Over the past few years I’ve been kind of self-evaluating myself and motion sickness. I found some things I could do to help fight it: play in a well lit room, get enough rest, and work on acclimating myself to a game. But more and more I’ve been noticing what causes it and it’s all to do with camera control.

I recently downloaded the demo for the new DOOM. I’d heard that it was super fast so I assumed it would make me sick, but it didn’t. Speed of movement doesn’t seem to factor into my motion sickness.

Conversely I’ve been playing through last year’s Mad Max this week. The game is broken down into two basic parts, driving bits and on-foot bits. I can play the driving bits all night long comfortably, and if I get out of the car and fight in the open, I’m good there too. But as soon as I go into a building I start getting sick. This really illustrated what causes my motion sickness.
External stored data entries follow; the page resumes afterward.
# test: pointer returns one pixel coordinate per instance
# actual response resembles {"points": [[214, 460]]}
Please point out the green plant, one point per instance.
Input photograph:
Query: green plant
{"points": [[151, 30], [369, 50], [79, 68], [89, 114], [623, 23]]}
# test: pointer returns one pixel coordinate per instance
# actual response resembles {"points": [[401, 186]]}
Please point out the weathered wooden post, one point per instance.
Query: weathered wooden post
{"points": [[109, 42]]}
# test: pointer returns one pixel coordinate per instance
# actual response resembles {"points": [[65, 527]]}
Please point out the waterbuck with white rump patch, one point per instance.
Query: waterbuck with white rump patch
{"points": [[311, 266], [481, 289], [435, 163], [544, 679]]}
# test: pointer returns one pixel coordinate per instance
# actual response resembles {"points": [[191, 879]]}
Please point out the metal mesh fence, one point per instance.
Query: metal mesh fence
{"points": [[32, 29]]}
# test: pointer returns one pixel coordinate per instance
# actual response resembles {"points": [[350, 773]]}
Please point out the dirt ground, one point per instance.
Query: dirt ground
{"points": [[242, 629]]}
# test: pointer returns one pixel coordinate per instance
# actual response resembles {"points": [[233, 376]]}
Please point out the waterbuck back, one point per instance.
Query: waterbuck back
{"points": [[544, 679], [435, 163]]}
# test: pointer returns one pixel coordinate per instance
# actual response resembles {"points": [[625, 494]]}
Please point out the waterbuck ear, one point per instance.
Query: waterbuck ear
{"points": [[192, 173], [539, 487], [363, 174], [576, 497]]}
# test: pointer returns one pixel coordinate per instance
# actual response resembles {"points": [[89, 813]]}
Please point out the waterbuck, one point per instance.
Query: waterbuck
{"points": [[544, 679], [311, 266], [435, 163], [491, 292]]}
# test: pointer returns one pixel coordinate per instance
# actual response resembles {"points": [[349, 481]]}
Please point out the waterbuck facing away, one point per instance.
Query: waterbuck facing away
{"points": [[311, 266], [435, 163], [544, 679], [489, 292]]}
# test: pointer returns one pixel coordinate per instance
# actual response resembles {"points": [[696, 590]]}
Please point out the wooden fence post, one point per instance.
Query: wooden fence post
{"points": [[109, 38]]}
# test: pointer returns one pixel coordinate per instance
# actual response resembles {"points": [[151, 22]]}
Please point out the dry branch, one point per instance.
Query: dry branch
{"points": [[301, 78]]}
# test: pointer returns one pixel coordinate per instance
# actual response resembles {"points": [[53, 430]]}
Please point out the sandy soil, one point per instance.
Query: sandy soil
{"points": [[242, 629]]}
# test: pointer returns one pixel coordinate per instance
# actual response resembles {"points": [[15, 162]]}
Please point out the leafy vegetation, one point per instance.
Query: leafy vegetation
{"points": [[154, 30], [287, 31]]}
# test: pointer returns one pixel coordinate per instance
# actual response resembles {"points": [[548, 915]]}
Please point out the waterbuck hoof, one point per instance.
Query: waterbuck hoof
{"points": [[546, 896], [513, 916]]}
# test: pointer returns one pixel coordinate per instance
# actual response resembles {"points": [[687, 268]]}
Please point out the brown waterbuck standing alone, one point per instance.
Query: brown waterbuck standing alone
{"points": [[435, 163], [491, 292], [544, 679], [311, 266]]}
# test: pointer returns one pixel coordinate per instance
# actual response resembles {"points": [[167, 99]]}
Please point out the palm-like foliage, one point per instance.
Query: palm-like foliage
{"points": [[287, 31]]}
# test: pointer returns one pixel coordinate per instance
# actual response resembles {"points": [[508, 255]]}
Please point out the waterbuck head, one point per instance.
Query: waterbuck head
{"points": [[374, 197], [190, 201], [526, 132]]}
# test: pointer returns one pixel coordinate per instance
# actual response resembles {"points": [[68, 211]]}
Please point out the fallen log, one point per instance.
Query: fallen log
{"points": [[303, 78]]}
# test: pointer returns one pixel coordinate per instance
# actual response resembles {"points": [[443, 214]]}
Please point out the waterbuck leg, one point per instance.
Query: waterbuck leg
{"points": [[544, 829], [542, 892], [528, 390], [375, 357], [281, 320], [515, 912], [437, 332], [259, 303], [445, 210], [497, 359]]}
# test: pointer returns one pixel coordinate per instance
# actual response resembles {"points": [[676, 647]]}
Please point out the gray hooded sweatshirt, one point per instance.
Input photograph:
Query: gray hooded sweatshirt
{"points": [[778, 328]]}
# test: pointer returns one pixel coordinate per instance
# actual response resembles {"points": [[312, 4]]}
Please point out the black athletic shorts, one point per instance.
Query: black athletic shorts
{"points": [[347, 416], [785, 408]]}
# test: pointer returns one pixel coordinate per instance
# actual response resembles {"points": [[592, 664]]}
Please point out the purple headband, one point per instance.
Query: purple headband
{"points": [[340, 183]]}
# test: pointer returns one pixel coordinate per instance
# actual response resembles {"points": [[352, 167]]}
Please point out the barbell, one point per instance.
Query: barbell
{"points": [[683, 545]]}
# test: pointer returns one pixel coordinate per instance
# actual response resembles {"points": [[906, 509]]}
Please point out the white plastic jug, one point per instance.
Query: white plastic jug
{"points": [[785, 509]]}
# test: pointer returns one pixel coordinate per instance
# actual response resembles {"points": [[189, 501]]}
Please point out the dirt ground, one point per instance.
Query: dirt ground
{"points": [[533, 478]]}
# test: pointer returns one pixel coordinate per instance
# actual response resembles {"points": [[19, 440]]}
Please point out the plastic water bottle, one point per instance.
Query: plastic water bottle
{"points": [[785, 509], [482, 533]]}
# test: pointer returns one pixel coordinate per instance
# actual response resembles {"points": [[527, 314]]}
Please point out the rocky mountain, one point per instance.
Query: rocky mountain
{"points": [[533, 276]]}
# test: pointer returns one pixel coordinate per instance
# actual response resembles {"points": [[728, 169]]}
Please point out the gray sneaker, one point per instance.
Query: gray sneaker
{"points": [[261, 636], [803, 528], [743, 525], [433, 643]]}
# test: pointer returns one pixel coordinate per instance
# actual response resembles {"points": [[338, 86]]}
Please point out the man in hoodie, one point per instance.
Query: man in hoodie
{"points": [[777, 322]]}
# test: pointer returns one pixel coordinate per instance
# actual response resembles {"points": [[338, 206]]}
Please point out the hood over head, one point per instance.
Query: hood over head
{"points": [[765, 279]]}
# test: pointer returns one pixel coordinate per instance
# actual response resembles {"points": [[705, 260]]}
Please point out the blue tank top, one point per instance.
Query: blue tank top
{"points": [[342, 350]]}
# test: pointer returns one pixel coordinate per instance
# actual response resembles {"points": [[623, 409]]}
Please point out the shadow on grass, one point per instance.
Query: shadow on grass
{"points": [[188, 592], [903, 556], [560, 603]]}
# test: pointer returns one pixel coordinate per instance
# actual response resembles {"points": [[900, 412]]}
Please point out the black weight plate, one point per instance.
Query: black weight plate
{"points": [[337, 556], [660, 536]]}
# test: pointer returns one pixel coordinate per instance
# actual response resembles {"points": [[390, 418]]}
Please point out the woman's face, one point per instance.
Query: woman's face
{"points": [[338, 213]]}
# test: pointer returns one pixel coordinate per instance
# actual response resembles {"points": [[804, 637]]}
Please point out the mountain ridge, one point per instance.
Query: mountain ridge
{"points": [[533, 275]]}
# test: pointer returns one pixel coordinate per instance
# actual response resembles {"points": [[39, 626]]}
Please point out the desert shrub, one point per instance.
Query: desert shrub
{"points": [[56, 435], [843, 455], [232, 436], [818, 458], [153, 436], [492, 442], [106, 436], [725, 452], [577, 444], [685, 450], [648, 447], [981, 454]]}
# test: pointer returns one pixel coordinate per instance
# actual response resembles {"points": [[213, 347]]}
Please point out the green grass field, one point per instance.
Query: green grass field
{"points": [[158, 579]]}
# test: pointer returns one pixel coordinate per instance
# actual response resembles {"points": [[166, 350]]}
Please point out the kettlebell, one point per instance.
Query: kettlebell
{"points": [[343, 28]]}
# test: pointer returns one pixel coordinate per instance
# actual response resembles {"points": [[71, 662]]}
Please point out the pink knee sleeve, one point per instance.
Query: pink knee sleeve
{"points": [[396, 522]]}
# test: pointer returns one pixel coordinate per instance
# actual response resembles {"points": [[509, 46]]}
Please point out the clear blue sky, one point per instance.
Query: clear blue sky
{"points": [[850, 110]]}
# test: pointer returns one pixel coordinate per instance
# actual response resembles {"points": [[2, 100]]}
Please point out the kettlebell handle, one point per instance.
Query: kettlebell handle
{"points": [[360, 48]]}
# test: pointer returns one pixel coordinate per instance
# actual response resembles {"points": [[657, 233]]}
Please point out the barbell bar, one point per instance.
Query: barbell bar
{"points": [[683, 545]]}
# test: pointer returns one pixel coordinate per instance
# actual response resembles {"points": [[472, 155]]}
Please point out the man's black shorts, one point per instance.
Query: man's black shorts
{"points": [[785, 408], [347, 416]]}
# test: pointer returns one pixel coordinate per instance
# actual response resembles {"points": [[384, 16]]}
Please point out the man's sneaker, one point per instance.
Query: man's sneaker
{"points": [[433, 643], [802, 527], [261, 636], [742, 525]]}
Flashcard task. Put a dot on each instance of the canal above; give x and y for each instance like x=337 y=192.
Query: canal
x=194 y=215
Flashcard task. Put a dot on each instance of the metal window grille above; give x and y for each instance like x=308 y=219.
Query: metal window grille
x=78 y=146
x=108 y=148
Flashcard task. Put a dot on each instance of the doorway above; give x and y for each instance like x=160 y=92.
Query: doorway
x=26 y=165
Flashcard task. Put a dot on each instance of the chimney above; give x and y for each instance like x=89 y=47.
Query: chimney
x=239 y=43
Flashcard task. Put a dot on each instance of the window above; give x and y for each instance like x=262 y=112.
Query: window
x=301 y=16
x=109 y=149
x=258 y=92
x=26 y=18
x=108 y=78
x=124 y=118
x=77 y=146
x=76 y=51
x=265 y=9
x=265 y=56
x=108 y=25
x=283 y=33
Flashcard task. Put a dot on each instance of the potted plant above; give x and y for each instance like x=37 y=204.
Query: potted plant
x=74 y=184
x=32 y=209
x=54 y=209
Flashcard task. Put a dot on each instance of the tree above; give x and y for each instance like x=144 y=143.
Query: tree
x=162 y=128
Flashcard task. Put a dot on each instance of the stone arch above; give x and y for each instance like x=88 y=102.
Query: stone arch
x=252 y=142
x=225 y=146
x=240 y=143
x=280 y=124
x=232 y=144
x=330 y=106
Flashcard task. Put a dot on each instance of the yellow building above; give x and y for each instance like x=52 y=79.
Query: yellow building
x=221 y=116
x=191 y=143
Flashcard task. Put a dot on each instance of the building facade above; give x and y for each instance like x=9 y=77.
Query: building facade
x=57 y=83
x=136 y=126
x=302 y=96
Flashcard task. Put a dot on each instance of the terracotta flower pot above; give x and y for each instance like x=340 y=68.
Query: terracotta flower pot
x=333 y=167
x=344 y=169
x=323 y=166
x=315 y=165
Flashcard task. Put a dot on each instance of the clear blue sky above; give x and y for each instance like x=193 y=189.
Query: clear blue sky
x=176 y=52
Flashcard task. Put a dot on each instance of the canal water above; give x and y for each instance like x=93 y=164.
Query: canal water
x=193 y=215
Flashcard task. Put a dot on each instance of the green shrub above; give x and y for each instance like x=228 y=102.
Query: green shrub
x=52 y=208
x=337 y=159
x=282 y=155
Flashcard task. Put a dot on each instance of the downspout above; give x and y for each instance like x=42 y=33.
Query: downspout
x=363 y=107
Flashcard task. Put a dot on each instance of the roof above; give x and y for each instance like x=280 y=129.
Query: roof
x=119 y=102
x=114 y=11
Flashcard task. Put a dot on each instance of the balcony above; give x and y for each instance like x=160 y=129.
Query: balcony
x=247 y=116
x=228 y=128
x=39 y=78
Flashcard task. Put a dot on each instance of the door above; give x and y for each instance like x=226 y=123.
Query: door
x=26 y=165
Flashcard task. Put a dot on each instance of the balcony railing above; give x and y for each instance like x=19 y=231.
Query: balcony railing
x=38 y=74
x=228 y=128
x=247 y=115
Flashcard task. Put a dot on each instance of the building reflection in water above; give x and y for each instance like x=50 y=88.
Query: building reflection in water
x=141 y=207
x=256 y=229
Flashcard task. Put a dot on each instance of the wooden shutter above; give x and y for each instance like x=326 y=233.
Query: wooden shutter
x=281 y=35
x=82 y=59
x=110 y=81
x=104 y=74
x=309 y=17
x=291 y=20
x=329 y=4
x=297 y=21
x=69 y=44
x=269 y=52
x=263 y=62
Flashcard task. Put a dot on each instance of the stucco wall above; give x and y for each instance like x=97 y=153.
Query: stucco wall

The problem boils down to games where I have to fight the camera. In DOOM there’s no head-bob and the camera (at least in the time I played) never moved itself on me. So it was completely comfortable. In Mad Max when you’re in buildings in narrow hallways, the game is constantly taking control of the camera and adjusting things. Since I also am moving the camera, this causes discomfort.

I finally came up with a real-life analogy that maybe some of you can related to. Have you ever been sitting in your car at a stop light and the car in the lane next to you starts to move, and for a split second you think YOUR car is moving and you micro-panic and your stomach gives a lurch since your eyes are saying your car is moving but your body isn’t feeling it? (Hopefully this isn’t just me!) Well that’s the same kind of situation.

I’ve been playing this game and moving the camera. My brain, eyes and thumb are on the same page and everything is good. Then the game decides it doesn’t like where the camera is and moves it (and it doesn’t have to move it much to cause issues). My brain gets confused. It didn’t tell my thumb to do anything but the eyes are saying things are moving. And the headaches and nausea begin.

Now if a game doesn’t ask me to control the camera at all, I have no problems. But when a game asks me to take control of the camera, please let me control the camera and don’t correct things on me. If I can’t see something, that’s on me…I’ll move the camera until I can. Don’t “fix” the view for me.

I hate when game players say adding a feature would be simple because we don’t know, but it seems like offering an option to turn off “Automatic camera adjustment” shouldn’t be that hard and it would make a lot of games so much more comfortable for people like me who suffer from this style of motion sickness.